Source: The core implementation lives across ~20 files under src/memory/ and src/agents/. Key files:

FileRole
manager.tsCentral MemoryIndexManager — sync, index, search, lifecycle
manager-search.tsSearch execution — vector + keyword queries
hybrid.tsHybrid merge logic (BM25 + vector scoring)
embeddings.tsProvider abstraction — OpenAI, Gemini, or local
internal.tsChunking, hashing, cosine similarity
memory-schema.tsSQLite schema creation and migrations
sync-memory-files.tsFile sync and change detection
sqlite-vec.tssqlite-vec extension loader for native vector search

Workspace as Memory Substrate

The core design decision is radical in its simplicity: memory is plain Markdown files on disk. No database, no proprietary format, no vendor lock-in. The agent's memory is literally a directory of .md files that you can read, edit, grep, and version-control with Git.

~/clawd/
├── AGENTS.md          # Operating instructions
├── SOUL.md            # Persona and boundaries
├── USER.md            # User profile
├── IDENTITY.md        # Agent identity
├── TOOLS.md           # Tool-specific notes
├── MEMORY.md          # Curated long-term memory
├── HEARTBEAT.md       # Periodic task checklist
└── memory/
    ├── 2026-01-25.md  # Daily notes
    ├── 2026-01-26.md
    └── 2026-01-27.md

At the start of every session, Clawdbot injects the bootstrap files into the system prompt under a Project Context section. The system prompt assembly is handled in src/agents/system-prompt.ts, with file loading in src/agents/bootstrap-files.ts. Large files are truncated at a configurable limit (default: 20,000 characters per file).

Why Markdown? The choice over a database or structured store is deliberate:

  1. LLM-native format: Models are trained on Markdown. They read it naturally, write it well, and don't need serialization/deserialization logic.
  2. Human-readable: You can open MEMORY.md in any editor and see exactly what your agent "knows." No opaque embeddings or binary formats.
  3. Git-friendly: The entire memory store can live in a private Git repo. Version history, diffs, and backup for free.
  4. Tool-agnostic: Any file-reading tool the agent has can access memory. No special memory API needed.
  5. Portable: Moving to a new machine is git clone. No database migrations.

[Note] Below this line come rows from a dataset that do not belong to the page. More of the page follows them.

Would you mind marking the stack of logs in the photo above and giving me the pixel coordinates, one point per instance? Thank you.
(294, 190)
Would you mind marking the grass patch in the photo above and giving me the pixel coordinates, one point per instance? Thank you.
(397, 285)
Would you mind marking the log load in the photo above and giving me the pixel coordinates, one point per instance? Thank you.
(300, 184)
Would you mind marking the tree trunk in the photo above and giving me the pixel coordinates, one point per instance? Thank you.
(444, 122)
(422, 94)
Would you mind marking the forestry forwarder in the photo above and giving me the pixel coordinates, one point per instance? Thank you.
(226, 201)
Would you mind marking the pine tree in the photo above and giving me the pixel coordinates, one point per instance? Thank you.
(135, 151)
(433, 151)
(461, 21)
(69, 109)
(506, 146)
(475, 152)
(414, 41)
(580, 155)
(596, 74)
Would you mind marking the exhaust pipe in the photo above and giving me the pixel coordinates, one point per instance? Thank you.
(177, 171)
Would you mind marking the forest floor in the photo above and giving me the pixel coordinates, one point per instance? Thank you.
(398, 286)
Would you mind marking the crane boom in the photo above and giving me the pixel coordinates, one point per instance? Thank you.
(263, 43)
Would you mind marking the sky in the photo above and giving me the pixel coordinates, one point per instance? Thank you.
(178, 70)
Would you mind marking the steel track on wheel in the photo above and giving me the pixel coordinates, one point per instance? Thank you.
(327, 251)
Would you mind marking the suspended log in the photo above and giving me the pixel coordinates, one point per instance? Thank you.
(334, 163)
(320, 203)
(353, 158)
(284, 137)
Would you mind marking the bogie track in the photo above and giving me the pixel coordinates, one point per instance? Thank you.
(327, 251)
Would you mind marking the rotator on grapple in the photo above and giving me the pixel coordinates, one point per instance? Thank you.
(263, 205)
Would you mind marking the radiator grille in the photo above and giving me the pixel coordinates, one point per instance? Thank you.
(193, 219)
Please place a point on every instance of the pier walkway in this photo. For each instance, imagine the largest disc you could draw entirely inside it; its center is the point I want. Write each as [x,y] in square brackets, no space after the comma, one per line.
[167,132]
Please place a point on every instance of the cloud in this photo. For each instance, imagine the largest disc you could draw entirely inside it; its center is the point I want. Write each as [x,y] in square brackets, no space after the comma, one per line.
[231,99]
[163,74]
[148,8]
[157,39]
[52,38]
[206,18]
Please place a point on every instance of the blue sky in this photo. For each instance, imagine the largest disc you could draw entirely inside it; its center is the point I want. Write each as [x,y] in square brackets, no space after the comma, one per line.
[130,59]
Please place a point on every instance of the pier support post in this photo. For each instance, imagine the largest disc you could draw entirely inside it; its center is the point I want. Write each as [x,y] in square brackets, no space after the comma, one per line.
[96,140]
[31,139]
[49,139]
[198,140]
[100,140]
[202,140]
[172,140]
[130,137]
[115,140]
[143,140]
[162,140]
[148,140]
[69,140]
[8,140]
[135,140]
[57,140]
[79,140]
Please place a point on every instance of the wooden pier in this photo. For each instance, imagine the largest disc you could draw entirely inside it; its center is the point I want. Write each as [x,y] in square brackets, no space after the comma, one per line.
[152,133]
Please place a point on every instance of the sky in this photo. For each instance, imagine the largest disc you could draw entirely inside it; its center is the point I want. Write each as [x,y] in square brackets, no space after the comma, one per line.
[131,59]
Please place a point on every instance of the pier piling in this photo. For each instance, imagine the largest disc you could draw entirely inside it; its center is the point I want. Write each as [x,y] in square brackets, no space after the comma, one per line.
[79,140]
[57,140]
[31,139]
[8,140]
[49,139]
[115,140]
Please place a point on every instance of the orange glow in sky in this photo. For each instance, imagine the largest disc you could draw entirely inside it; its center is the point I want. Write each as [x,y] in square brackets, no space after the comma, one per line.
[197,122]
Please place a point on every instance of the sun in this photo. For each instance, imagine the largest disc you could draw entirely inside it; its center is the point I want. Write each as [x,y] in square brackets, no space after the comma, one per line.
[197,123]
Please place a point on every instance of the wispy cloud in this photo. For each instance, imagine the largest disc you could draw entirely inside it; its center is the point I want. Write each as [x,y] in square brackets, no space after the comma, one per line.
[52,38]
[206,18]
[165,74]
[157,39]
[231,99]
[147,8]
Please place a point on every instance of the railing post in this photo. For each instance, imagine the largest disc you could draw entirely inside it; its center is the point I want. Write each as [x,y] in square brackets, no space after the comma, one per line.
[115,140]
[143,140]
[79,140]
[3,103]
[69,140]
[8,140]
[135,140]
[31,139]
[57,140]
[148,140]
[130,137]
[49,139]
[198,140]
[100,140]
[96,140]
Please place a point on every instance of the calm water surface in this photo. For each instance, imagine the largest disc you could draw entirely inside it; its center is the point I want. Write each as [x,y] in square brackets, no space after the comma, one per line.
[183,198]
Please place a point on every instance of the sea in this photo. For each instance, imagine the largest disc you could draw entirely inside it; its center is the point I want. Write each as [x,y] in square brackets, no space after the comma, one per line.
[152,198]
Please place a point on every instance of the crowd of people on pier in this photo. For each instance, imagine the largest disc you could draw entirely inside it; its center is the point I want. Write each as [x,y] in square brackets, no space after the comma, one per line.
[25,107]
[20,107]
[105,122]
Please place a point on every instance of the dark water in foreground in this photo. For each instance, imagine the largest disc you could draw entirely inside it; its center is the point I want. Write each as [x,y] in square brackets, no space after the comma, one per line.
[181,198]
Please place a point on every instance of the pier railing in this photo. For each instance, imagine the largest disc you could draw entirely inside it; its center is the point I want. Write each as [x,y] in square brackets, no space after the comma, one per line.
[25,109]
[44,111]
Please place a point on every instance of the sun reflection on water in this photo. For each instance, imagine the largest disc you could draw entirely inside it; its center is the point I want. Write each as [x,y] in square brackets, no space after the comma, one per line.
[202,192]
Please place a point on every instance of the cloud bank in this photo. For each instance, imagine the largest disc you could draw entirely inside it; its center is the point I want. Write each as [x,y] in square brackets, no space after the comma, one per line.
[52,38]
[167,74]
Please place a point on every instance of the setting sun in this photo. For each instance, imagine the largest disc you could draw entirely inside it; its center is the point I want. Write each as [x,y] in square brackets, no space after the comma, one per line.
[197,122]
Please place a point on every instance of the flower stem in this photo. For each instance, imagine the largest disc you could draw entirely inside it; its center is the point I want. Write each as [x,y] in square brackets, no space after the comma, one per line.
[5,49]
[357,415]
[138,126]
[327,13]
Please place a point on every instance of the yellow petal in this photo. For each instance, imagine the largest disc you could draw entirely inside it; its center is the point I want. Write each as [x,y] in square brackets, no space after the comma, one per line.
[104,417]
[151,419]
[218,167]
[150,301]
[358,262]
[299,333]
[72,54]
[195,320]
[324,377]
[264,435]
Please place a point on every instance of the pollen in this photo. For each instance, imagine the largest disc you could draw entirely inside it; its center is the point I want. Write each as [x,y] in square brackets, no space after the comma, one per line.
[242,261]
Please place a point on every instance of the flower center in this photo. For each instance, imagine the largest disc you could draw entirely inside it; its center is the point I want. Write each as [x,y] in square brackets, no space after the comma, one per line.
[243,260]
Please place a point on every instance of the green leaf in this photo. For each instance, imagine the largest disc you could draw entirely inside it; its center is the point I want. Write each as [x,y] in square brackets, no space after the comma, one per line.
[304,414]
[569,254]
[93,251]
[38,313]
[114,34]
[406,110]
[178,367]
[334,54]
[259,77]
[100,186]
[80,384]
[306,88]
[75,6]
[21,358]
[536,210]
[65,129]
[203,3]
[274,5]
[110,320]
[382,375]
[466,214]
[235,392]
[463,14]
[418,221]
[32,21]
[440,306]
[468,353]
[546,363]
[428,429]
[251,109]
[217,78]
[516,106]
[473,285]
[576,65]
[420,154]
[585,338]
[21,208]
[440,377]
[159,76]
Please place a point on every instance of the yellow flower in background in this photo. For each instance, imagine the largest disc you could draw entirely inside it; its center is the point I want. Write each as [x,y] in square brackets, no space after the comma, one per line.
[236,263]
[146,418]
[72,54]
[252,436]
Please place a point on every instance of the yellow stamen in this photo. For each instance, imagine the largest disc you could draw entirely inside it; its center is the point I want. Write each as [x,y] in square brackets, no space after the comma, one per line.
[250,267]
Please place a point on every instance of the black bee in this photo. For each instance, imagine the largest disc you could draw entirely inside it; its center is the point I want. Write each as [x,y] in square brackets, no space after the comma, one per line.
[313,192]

The tradeoff is that pure file-based memory doesn't support fast semantic lookup at scale. That's where vector search comes in.


Reading files sequentially doesn't scale. If your MEMORY.md grows to thousands of lines across months of use, grep-style search breaks down — especially when the query uses different wording than the stored content.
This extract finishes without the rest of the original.